Rosa non si addentrava nelle formule istituzionali, non affrontava il
dilemma comune/sindacato/forme miste, ma si concentrava sulle proposte
"economiche": 1. «socializzazione delle grandi proprietà e dei mezzi di
produzione, di trasporto e di comunicazione»; 2. «creazione di
cooperative di produzione e consumo»; 3-4. «collettivizzazione della
terra e delle ricchezze del sottosuolo». La questione principe della
proprietà lo indurrà, nel luglio 1938, a un chiarimento: «Quando una
proprietà viene lavorata solamente da chi la possiede, e non è oggetto
di sfruttamento dell'uomo sull'uomo, cessa d'essere un privilegio.

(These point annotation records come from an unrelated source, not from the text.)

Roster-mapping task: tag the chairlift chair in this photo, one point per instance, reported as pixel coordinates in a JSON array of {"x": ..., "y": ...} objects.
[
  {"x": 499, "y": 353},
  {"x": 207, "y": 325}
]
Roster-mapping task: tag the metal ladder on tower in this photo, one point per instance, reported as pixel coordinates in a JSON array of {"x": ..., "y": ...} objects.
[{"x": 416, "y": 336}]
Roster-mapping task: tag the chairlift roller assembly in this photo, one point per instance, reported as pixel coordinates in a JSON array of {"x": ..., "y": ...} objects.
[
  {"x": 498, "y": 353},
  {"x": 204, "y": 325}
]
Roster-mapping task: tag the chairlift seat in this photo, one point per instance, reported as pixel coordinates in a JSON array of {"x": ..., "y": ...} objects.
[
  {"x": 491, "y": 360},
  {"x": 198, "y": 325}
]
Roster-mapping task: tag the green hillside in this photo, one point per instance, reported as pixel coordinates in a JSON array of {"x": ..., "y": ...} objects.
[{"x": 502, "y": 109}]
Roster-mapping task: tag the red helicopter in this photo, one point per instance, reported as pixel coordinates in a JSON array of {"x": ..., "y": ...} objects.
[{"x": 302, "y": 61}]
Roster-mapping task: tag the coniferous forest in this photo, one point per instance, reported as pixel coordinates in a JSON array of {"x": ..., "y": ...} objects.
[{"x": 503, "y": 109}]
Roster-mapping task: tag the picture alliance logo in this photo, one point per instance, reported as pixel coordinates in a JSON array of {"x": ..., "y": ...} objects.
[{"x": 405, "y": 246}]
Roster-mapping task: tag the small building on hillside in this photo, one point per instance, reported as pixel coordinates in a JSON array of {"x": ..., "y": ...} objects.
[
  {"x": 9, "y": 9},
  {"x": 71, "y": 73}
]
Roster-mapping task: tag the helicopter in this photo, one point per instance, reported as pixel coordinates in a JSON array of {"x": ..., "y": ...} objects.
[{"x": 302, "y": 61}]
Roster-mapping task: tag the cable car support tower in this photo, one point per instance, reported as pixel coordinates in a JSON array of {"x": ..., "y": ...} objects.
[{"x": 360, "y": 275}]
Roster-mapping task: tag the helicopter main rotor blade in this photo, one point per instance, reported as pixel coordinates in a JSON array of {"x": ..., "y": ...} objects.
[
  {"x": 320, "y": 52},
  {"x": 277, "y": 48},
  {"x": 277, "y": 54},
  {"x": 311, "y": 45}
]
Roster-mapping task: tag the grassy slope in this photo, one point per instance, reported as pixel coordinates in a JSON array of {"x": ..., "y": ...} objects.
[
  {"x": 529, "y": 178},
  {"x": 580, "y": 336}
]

Certamente l'Umanità Etnea dei Vespri non penserà a espropriare il
pescatore della sua barchetta, il contadino del suo pezzo di terra e il
proprietario di una modesta casetta e la bottega dell'artigiano che,
essendo abolito il diritto d'eredità, alla morte dei loro possessori
diverrà patrimonio comune nella Repubblica».

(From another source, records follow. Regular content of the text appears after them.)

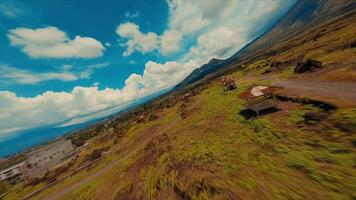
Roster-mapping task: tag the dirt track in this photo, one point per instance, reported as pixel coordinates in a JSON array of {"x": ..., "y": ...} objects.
[
  {"x": 339, "y": 93},
  {"x": 332, "y": 91}
]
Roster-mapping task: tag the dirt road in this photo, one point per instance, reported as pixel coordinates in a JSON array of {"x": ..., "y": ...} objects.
[
  {"x": 334, "y": 92},
  {"x": 125, "y": 155}
]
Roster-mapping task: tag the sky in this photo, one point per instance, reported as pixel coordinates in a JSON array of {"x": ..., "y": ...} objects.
[{"x": 66, "y": 62}]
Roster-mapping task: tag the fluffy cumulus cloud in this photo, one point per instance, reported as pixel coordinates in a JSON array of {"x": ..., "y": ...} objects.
[
  {"x": 195, "y": 20},
  {"x": 85, "y": 103},
  {"x": 136, "y": 40},
  {"x": 50, "y": 42},
  {"x": 9, "y": 75},
  {"x": 214, "y": 29},
  {"x": 12, "y": 75},
  {"x": 53, "y": 107}
]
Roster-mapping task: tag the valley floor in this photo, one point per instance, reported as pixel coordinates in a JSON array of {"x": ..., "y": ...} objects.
[{"x": 216, "y": 153}]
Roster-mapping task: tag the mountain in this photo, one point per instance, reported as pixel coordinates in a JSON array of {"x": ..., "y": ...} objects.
[{"x": 304, "y": 15}]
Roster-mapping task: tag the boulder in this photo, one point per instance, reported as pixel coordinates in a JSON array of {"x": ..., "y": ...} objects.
[{"x": 307, "y": 66}]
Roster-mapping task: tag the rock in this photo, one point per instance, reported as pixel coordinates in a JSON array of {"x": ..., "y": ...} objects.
[
  {"x": 315, "y": 116},
  {"x": 308, "y": 66}
]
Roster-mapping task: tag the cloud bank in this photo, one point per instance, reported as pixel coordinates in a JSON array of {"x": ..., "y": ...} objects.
[
  {"x": 215, "y": 29},
  {"x": 50, "y": 42}
]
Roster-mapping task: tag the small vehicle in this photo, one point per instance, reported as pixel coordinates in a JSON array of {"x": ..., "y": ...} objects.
[{"x": 260, "y": 98}]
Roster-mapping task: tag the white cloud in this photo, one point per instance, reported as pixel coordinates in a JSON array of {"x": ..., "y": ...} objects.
[
  {"x": 53, "y": 107},
  {"x": 133, "y": 15},
  {"x": 170, "y": 42},
  {"x": 11, "y": 75},
  {"x": 50, "y": 42},
  {"x": 136, "y": 40},
  {"x": 215, "y": 29},
  {"x": 191, "y": 20},
  {"x": 82, "y": 103},
  {"x": 11, "y": 9}
]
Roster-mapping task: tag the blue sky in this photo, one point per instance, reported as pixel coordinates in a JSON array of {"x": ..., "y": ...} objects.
[{"x": 64, "y": 62}]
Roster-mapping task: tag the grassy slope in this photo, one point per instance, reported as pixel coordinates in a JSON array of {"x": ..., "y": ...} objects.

Gli altri postulati riguardavano servizi sociali quali: 5.
«rimboschimento dell'Isola»; 6. «realizzazione di opere per
l'irrigazione»; 7. «abolizione della leva militare»; 8. «istruzione
obbligatoria sino a vent'anni modellata sulla pedagogia anticlericale di
Francisco Ferrer»; o diritti da conclamare: 9. «amnistia generale per i
reati politici"; 10. «abolizione della pena di morte»; 11.
«trasformazione di tutte le isole che circondano la Sicilia in luoghi di
riposo e di villeggiatura per l'infanzia e la vecchiaia»; 12. «asilo per
tutti i proscritti»; 13-15. «costruzione di nuovi porti sui tre litorali
dell'Isola, scavamento e ingrandimento degli altri porti esistenti»; 16.
«libertà di culto e pensiero»; 17. «assistenza agli inabili»; 18.
«uguaglianza della donna in tutti i diritti civili e materiali».
Riguardo a quest'ultimo punto, Rosa dovette ingaggiare una penosa
polemica con diversi "compagni" maschilisti, fino a dover precisare che
«la donna in Sicilia, oggi, non è dissimile da quella francese, inglese
o americana, la troverai più povera, con meno lusso forse delle altre,
ma è una donna di uguali sentimenti delle altre donne del resto del
mondo, degna dei diritti al par dell'uomo».
Giunto a Parigi nel 1938, Rosa strinse relazioni con esponenti
repubblicani, socialisti e di «Giustizia e Libertà», quali Randolfo
Pacciardi, Silvio Trentin ed Emilio Lussu, aperti a soluzioni
autonomiste e federaliste per la nuova Italia. Con Lussu, le cui
posizioni erano molto vicine a quelle di Rosa, egli avrebbe voluto
stringere un patto d'azione, da concretizzarsi in un convegno da tenersi
ad Ajaccio in Corsica, che sfumò a causa di un ennesimo arresto con
relativa lunga detenzione (dal marzo al novembre 1938). Non stupisce
pertanto che il primo ed unico numero di «Trinacria redenta», organo del
M.A.S., stampato a Parigi nel maggio del 1939, riporti in prima pagina
l'invito «ai fratelli sardi» per la creazione di una federazione di
repubbliche indipendenti, federate tra loro.